"'Math hasn't changed since Isaac Newton,' declares Scott McNealy. So why, he asks, is California paying some $400 million annually to 'update' grade-school textbooks?"
That's some of the motivation from Scott McNealy that Forbes
has reported on recently. It turns out that there is a lot of money being made from textbooks that just might not be really adding any value to what a global community effort can do. In fact, the community effort might turn out to be better and more timely, and Scott McNealy is just the sort of individual that might be able to make it a success.
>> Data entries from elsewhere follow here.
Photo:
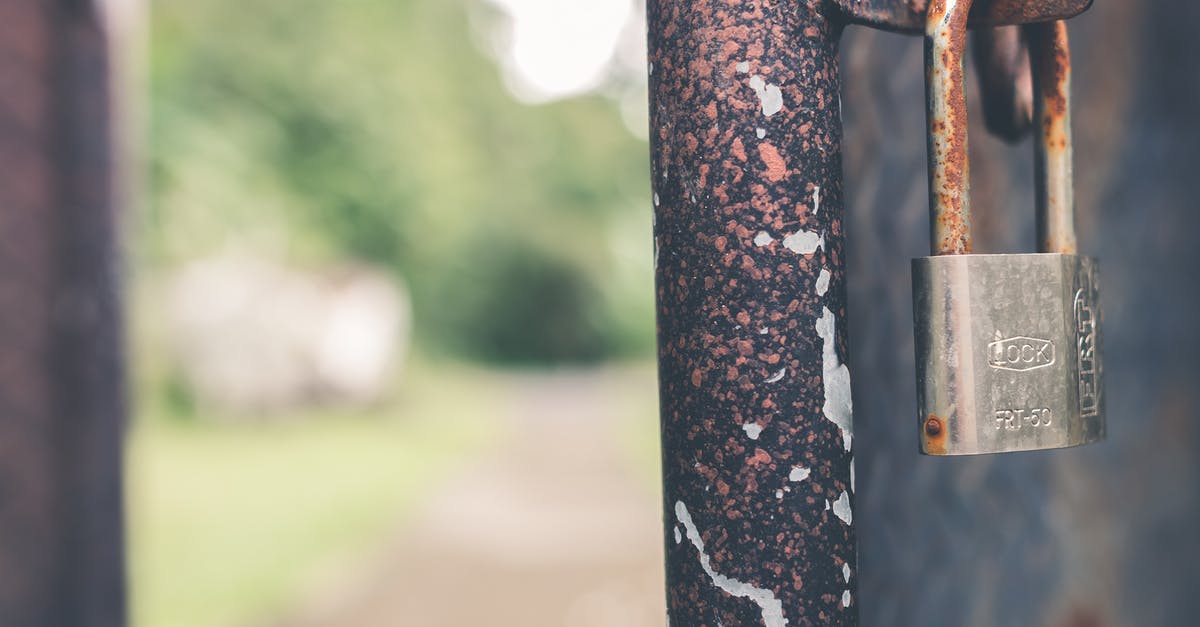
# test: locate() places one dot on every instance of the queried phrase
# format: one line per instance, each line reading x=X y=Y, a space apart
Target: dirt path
x=556 y=526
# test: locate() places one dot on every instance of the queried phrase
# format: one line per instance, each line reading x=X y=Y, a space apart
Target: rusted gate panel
x=1103 y=535
x=61 y=395
x=1098 y=536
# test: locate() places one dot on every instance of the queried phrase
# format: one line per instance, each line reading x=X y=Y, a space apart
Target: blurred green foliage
x=381 y=131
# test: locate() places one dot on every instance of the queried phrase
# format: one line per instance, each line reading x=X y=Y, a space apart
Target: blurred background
x=393 y=327
x=388 y=278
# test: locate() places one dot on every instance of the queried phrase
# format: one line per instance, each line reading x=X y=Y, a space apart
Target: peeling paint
x=769 y=95
x=838 y=406
x=841 y=508
x=772 y=608
x=823 y=281
x=804 y=242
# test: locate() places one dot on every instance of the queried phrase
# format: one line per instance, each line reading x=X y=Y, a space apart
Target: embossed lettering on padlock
x=1007 y=356
x=1008 y=346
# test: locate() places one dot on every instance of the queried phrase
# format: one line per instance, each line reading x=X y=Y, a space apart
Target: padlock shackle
x=1053 y=155
x=946 y=109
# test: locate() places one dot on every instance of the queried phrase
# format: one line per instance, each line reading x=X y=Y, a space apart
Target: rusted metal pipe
x=61 y=364
x=949 y=172
x=1054 y=179
x=751 y=308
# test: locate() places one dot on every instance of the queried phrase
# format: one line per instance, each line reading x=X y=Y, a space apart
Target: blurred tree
x=378 y=132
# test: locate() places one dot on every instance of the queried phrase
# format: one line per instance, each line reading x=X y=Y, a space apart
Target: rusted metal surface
x=1002 y=63
x=909 y=16
x=759 y=489
x=946 y=102
x=1097 y=536
x=1054 y=177
x=61 y=383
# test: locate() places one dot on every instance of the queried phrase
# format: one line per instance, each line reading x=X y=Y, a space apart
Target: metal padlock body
x=1008 y=352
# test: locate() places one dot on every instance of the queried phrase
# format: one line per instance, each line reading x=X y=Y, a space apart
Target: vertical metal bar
x=61 y=381
x=1054 y=179
x=751 y=309
x=946 y=102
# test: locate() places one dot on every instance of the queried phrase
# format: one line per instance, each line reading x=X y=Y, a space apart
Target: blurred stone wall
x=1097 y=536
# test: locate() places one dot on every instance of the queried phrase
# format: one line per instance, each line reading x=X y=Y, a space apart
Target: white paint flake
x=804 y=242
x=838 y=406
x=769 y=95
x=841 y=508
x=772 y=608
x=823 y=281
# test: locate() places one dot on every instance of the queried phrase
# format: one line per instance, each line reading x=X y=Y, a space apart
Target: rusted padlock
x=1007 y=345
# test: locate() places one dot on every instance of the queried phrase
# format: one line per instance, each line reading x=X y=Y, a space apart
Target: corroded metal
x=946 y=105
x=1054 y=174
x=751 y=309
x=61 y=384
x=909 y=16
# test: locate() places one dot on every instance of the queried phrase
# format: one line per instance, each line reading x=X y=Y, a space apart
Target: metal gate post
x=61 y=380
x=756 y=427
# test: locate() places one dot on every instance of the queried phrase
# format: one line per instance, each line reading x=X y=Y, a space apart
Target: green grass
x=231 y=521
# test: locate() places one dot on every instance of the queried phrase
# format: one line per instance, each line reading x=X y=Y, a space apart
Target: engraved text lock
x=1008 y=346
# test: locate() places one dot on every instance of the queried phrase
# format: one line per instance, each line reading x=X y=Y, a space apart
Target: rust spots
x=910 y=15
x=947 y=105
x=738 y=149
x=933 y=435
x=737 y=341
x=775 y=167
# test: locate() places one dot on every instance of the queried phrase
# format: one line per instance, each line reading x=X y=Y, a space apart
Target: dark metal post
x=759 y=485
x=61 y=398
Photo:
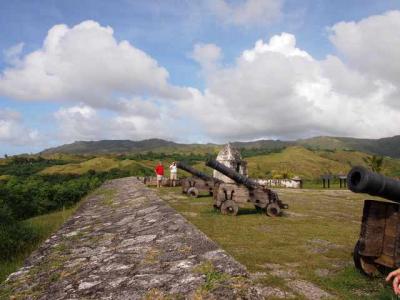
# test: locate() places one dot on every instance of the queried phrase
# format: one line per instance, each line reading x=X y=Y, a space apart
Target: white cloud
x=247 y=12
x=13 y=131
x=82 y=122
x=86 y=64
x=278 y=90
x=284 y=44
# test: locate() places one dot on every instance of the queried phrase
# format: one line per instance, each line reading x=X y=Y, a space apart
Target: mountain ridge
x=388 y=146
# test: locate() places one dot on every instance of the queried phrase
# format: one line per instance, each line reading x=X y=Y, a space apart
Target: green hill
x=385 y=146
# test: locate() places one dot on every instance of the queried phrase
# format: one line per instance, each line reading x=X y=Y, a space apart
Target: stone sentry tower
x=230 y=157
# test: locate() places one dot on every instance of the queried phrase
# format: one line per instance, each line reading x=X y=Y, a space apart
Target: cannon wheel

But it turns out that the future of textbooks is also somewhat in the hands of world governments. According to the Booksellers Association Blog
, "the Chinese government plans to issue 165 million students with ebook readers and in doing so obviate the need to buy textbooks." Furthermore, "Libya could now become the first country to provide every school-age child with a laptop computer and internet connection." This is through the OLPC (One Laptop Per Child) intiative, which "has also reached tentative purchase agreements with Argentina, Brazil, Nigeria and Thailand."
As we develop and learn how to do open source textbooks, and as e-book and laptop technology advanced, it is hard to argue that paper books will dominate in the future of the classroom. Paper may not be completely eliminated, but it certainly looks like it will have to share the spotlight with e-books.